Есть один — лирический. Как к этому ситуационному поведению относиться?

Когда Дружников исследует этот феномен на примере современного писателя (очерк "Судьба Трифонова" — о цене, которую платит автор, чтобы все-таки пробиться к читателю, пусть даже согнувшись, скрючившись, — сплошные компромиссы, умолчания, полуправда-полуложь, которую Дружников выявляет не только в ранних "Студентах", но и в позднем "Старике") — он пишет о Юрии Трифонове вроде бы с пониманием, но подавляя раздражение. Пушкин же, давший нам первый наглядный урок такой лжи во спасение, вызывает у него сочувствие, граничащее с плохо скрытым восхищением.

Почему?

Потому что пушкинский урок — первый. Потому что Пушкин отсчитывает от "нуля" к бесконечности, и двоеречие в его случае предстает как "мультиречие", а лучше сказать, как испытание бесконечного богатства подтекстов. Потому что святым на Руси все равно не дадут стать, и идеал наш — грешник, который покается и тем спасется. Философы русские подхватили эту народную мудрость: у нас честных нет, зато все святые.

То есть святые — в потенции, в идеале, в душе. Пока жизнь еще не схватила эту виртуальную душу с какого-нибудь "боку".

Уникальность Пушкина в том и состоит, что он, находясь у нас в начале всех начал и при пересечении всех маршрутов от бесконечной древности к бесконечной будущности, знаменует эту бесконечность перспектив. И поэтому он неотразим, сколько бы страшной правды мы про него ни сказали.
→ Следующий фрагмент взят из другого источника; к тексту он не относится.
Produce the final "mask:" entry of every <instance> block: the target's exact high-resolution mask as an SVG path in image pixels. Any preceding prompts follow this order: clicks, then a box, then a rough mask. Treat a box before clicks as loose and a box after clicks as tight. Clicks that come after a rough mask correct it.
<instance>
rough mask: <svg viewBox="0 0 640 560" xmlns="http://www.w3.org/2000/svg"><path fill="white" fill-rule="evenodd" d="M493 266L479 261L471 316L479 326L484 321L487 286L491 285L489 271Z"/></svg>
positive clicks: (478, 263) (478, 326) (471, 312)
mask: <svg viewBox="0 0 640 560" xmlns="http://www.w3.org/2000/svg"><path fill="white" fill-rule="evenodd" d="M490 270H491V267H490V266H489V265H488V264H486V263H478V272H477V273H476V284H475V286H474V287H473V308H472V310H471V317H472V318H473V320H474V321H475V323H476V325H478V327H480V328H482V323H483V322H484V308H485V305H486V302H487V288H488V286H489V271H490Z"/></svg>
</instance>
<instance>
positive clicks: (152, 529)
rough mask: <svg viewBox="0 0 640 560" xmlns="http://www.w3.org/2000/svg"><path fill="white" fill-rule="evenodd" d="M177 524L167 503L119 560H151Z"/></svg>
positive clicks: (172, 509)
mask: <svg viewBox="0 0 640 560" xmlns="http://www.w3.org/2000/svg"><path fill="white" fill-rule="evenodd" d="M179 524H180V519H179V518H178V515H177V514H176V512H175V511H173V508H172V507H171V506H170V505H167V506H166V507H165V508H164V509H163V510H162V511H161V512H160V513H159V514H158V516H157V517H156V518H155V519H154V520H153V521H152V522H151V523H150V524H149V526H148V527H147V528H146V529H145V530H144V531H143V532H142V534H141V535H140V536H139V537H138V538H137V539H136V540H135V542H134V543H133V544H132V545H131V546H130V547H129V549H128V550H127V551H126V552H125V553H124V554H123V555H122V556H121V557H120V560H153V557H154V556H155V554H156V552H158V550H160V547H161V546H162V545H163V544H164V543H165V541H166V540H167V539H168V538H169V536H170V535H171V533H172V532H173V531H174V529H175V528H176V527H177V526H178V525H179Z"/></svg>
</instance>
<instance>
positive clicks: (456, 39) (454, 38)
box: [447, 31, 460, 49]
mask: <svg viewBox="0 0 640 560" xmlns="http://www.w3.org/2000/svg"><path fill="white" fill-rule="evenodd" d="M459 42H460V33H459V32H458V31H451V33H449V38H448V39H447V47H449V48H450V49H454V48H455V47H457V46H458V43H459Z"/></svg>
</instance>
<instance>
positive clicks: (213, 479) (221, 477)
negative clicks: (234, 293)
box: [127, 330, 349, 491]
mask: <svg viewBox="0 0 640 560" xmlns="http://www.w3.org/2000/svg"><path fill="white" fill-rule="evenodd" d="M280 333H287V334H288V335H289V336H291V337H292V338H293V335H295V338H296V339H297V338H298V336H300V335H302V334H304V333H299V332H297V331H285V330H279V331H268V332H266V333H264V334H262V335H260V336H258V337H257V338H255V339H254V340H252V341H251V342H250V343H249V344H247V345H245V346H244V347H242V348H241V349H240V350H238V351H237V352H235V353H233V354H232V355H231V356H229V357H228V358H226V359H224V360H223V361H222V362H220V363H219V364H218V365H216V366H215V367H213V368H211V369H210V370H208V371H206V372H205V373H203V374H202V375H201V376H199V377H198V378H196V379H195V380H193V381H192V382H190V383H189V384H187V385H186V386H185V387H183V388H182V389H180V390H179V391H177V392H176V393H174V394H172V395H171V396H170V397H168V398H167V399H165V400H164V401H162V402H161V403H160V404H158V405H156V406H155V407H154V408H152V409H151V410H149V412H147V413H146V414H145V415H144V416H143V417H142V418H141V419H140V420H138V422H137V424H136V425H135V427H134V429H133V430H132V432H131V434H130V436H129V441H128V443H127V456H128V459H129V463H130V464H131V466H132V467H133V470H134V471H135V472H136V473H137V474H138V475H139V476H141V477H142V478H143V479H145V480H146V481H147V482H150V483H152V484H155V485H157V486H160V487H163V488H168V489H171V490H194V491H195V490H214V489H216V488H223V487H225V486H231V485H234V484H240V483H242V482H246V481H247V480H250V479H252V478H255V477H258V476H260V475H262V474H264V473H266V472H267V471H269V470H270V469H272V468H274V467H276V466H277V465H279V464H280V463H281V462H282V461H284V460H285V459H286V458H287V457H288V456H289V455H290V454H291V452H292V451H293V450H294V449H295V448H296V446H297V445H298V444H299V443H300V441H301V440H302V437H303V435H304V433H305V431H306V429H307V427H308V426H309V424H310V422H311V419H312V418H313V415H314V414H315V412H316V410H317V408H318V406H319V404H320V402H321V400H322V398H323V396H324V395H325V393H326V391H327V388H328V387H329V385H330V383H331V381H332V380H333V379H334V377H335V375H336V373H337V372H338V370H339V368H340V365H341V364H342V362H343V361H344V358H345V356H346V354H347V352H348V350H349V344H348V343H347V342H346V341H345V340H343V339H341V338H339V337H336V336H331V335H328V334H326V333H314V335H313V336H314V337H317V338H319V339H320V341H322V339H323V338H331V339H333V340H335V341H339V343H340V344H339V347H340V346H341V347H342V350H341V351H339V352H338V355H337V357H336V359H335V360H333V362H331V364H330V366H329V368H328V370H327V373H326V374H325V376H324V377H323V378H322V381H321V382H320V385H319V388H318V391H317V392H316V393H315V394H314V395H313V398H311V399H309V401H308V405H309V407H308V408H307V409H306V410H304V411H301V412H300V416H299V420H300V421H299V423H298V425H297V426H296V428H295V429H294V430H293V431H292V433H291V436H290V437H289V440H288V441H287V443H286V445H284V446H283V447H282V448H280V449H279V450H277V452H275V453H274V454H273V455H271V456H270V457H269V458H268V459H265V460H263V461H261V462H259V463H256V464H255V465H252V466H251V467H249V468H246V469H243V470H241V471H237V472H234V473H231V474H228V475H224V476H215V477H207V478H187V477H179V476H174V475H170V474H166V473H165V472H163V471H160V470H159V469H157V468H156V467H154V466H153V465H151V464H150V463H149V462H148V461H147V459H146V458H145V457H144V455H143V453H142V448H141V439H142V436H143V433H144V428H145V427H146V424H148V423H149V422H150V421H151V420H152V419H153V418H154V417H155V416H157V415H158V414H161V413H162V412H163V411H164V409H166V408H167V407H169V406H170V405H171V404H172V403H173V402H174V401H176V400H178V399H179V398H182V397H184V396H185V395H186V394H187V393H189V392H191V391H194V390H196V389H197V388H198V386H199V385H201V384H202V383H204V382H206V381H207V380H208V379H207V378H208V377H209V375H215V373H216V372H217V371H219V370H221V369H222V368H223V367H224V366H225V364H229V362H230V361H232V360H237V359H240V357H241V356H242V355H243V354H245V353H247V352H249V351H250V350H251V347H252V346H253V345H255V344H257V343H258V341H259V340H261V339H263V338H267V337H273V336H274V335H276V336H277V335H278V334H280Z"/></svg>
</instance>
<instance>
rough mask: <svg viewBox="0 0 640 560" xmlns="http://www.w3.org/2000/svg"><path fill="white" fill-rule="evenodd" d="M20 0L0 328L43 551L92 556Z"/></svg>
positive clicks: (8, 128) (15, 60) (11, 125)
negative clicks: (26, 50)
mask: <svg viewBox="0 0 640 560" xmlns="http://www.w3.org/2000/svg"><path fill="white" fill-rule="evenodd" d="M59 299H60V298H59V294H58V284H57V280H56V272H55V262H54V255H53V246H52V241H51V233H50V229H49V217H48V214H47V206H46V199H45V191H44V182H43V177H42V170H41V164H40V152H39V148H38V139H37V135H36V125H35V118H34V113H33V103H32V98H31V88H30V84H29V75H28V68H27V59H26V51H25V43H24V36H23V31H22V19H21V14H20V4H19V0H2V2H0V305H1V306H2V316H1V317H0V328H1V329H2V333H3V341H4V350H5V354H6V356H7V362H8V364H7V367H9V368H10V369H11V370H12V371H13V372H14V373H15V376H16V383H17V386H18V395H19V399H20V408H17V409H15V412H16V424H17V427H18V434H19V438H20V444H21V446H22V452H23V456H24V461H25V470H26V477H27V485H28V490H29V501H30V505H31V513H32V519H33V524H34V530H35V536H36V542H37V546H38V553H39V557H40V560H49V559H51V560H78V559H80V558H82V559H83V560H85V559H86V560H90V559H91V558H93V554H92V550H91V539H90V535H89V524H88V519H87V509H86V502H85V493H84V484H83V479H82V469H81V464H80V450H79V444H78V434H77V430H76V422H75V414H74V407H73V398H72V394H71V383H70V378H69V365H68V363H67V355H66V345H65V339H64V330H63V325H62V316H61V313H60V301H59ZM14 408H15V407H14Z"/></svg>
Есть один способ убить пушкинское обаяние: прицепить его к чему-то одному, конечному. Когда же фантастическим образом он оказывается прицеплен ко всему, объем и масштаб явления сохраняется даже в бесконечном накручивании профанаций. Разумеется, при этом все время хочется очистить от них истину. Прочесть ее "с нуля".